バッチの二重起動を防止したり、実行順序を制御したりするために、touchコマンドでロックファイルを作成させたいことがある。標準のWindows OSにはtouchコマンドはないが、同等のことは実現可能である。その方法を紹介する。
対象OS:Windows 7/Windows 8.1/Windows 10/Windows Server 2008 R2/Windows Server 2012/Windows Server 2012 R2/Windows Server 2016
バッチなどのスクリプトを利用する場合、長さ0(ゼロ)バイトのファイルを使って、実行を制御することがある。
例えば、ある処理の開始時に、特定の名前を持つファイル(ロックファイル)を作成しておき、処理が終了した時点でそのファイルを削除する。すると、間違えて処理を二重に起動しようとしても、そのファイルが存在する場合は処理中なので、後から起動した方は処理を中断することができる。
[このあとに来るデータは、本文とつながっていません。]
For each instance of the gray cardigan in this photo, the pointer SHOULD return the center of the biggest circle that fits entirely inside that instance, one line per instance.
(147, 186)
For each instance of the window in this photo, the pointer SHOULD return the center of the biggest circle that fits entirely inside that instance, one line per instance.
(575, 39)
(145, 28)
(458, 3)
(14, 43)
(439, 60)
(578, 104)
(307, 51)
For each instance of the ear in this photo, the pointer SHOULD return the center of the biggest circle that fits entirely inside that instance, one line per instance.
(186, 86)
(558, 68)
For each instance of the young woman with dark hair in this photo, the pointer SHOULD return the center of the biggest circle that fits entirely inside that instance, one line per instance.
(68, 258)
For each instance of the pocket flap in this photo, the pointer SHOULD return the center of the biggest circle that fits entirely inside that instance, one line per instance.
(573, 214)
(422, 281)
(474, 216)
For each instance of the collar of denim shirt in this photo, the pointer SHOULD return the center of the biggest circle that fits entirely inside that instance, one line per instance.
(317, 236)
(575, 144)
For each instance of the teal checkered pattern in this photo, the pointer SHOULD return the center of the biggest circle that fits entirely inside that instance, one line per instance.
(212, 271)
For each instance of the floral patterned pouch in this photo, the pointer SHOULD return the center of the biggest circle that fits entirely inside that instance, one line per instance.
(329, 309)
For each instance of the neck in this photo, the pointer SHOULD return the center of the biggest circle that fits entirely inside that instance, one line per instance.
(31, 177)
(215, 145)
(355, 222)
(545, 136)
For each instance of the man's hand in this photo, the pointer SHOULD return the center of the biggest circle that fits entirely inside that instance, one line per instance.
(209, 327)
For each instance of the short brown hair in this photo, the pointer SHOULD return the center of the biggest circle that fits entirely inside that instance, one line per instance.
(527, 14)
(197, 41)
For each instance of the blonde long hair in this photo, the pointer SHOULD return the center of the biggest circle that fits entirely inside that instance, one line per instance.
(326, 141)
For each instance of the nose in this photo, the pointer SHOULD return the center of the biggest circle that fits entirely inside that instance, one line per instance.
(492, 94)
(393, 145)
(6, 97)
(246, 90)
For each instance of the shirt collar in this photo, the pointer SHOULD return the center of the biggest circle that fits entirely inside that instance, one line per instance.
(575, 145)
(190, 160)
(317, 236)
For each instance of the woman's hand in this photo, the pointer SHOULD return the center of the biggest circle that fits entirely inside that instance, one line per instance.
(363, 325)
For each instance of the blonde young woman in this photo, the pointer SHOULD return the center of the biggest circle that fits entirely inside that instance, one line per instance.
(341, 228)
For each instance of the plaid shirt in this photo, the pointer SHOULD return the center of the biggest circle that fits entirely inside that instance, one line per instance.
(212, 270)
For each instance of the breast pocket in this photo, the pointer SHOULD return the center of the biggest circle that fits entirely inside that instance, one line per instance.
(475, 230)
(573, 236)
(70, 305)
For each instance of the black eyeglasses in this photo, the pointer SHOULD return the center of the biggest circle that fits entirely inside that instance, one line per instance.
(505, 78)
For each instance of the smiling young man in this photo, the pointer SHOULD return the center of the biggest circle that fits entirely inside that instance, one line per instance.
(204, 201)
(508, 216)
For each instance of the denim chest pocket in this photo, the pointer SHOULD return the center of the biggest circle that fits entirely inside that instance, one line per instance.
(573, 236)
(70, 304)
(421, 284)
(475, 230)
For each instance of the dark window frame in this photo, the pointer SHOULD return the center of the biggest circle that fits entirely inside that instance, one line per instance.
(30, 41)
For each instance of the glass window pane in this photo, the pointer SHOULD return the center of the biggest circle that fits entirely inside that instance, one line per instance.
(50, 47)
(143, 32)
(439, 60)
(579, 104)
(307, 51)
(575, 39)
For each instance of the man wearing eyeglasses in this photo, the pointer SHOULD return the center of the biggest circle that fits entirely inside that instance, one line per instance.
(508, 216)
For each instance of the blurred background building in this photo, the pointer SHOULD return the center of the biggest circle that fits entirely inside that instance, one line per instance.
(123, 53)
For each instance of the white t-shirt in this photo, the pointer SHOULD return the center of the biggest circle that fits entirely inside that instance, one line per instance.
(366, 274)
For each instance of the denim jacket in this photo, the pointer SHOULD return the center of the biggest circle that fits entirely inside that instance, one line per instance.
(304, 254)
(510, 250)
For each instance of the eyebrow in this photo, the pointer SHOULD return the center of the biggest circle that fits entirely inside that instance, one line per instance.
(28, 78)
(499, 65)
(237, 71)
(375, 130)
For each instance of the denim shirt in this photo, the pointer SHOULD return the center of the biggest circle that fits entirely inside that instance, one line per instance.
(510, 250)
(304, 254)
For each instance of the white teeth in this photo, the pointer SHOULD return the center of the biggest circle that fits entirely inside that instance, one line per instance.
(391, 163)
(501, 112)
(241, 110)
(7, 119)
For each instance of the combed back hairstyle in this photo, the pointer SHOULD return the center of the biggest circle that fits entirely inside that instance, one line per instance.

また、「バッチ処理A」が成功終了した時点で特定のファイルを作成しておき、後続の「バッチ処理B」は、そのファイルが存在する場合にのみ処理を開始する、といったように記述しておけば、簡単に排他や順序制御が実現可能だ。
このような目的で利用されるファイルは、ファイルの内容は特に問われないので、長さ0バイトのファイルが使われることが多い(0以外でもよいのだが、0だと無駄にディスクなどのリソースを消費しないですむので、これがよく使われる)。またログファイルなどの初期状態として、長さ0バイトのファイルを用意しておくこともある。
LinuxやUNIXでは、長さ0バイトのファイルは「touch <ファイル名>」というコマンドで作成できる。touchコマンドは、本来はファイルの最終更新日時などを指定した時刻(指定がなければ現在時刻)に更新するためのコマンドだが、存在しないファイル名の場合は、ファイルを作成するという機能も持つ。
Windows OSのバッチなどでもこのようなファイルを利用したいことがあるが、残念ながらtouchコマンドはデフォルトでは用意されていない。だが、同等の機能を実現することは可能である。本TIPSでは、このような方法を幾つか紹介する。
なお、ファイルの作成や更新時刻情報を変更するという、本来のtouchコマンドのような使い方については、今後別TIPSで紹介する。
copyコマンドのコピー元として「nul」という名前のデバイスを利用できる。nulデバイスを読み出そうとしても中身は空なので(長さ0バイト。データは何も得られない)、これをコピー元にし、作成したいファイルをコピー先にしてcopyコマンドを実行すると、長さ0バイトで、最終更新日付が現在時刻となっているファイルを作成できる。すでにファイルが存在する場合は確認メッセージが表示されて煩わしいので、/yオプションを付けて、無条件で上書きさせるとよい。
このようなコマンド名が分かりづらいというならば、上述のコマンドをバッチファイルにして、touch.cmdなどの名前で保存しておけばよい。
長さ0バイトではなく、2バイトでも構わないなら、echoコマンドをリダイレクトさせてファイルを作成するという方法もある。
引数なしで単にechoコマンドを実行すると、「ECHO は <ON> です。」(および、末尾にCR-LFという改行コード)が表示されるが、「echo.」というふうにechoに続けてすぐに「.(ピリオド)」とリダイレクト指定を付けると(間に空白などを入れないこと)、CR-LFという改行コードだけがファイルに保存される。
Linuxなどでは「echo -n」とすると改行コードを抑制できるのだが、Windows OSのコマンドプロンプトの場合は、このオプションをサポートしていないので、次善の策として、これが利用できる。
PowerShellなら、New-Itemというコマンドレットを使うと、長さ0バイトの新しいファイルを作成できる。バッチファイル中から使いたいなら、「powershell new-item <ファイル名>」としてPowerShellを呼び出せば簡単だ。
LinuxやUNIXのtouchを使いたいなら、本物のLinuxのtouchコマンドを呼び出せば簡単だ。Windows OS向けに移植されたtouchコマンドも多数あるが、Windows 10ならWSL(Windows Subsystem for Linux)上のtouchを呼び出すとよいだろう。
上記のTIPSを参考にWSLをWindows 10上で利用できるようにしてから、コマンドプロンプト上で先頭に「wsl」を付けて「wsl touch <ファイル名>」のようにすればよい。
WSLを呼び出す場合、ファイルを作成する場所がカレントフォルダ以外の場合はパスが異なることがあるので注意する必要がある。例えば「C:\prj\app1\file.log」というファイルを作成したい場合は、WSL側では「/mnt/c/prj/app1/file1.log」となる。分かりづらければ、先にローカル側でchdirを使って移動しておいてからWSLを呼び出したり、相対パスだけを使って指定したりすればよいだろう。